Histological patterns of the metastatic BM involvement are highly variable. Any combination of stromal or bony reactions, as well as variable cytological features, can be seen (Table 17.3). However, the diagnostic approach to the BMB is essentially the same; outlined in Table 17.4.

Table 17.3 Variations in metastatic bone marrow infiltration [2,8].

Pattern of infiltration Focal

Diffuse (complete effacement)

Stromal reaction Fibroblast proliferation and reticulin deposition

Inflammatory cellular reaction (increased lymphoid, mast cells and macrophages)


Bony changes Osteolysis


Cytological features Adenocarcinoma (formation of glands, presence of signet ring cells or presence of mucin)

Squamous cell carcinoma (formation of keratin or the presence of intercellular bridges)


Singular forms

Table 17.4 Suggested bone marrow diagnostic approach for adults.

Clinical/laboratory suspicion of bone marrow infiltration

  • Is this an adequate bone marrow sample?

  • Is there a pathological infiltrate or a strong desmoplastic response?

  • Is the infiltrate haematopoietic vs. non-haematopoietic?

  • Known primary or occult?

  • If non-haematopoietic, assess differentiation (well differentiated or undifferentiated).

  • Immunohistochemistry and/or molecular studies needed to verify or diagnose the primary site.

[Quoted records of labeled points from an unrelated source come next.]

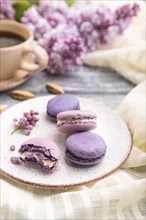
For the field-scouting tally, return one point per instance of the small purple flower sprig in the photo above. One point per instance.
(26, 123)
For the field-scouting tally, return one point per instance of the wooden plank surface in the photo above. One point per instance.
(103, 85)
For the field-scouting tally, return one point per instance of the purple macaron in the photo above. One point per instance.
(41, 151)
(76, 120)
(60, 103)
(85, 148)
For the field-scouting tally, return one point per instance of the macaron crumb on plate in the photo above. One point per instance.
(112, 129)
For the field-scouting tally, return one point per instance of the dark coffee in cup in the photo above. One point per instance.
(9, 39)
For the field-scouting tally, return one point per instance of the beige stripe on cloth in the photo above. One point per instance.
(121, 196)
(126, 55)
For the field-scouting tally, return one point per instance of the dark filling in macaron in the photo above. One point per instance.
(84, 160)
(39, 155)
(52, 117)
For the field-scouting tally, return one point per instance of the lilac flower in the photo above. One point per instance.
(65, 49)
(68, 33)
(27, 122)
(6, 10)
(12, 147)
(103, 25)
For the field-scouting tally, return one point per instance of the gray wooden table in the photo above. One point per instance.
(103, 85)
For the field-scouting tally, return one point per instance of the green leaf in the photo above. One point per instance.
(69, 2)
(20, 6)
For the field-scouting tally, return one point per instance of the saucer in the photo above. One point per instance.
(19, 77)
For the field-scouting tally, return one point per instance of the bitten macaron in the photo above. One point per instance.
(60, 103)
(40, 151)
(76, 120)
(85, 148)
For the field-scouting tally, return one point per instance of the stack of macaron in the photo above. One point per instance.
(82, 146)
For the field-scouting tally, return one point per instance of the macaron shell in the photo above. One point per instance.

An adequate BMB would be 1.5 to 2 cm long with an average diameter of 0.3 cm. Cartilage and periosteum are excluded from length of the sample [6]. In several studies bilateral BMB were superior to unilateral in detecting metastasis. However, this can be troublesome to patients. Thus staged sectioning at defined levels is highly recommended to overcome entrapment of carcinoma cells in fibrosis and the focal behaviour of the infiltrate [2, 6, 9]. Moreover a radiologically assisted/targeted BMB can be performed.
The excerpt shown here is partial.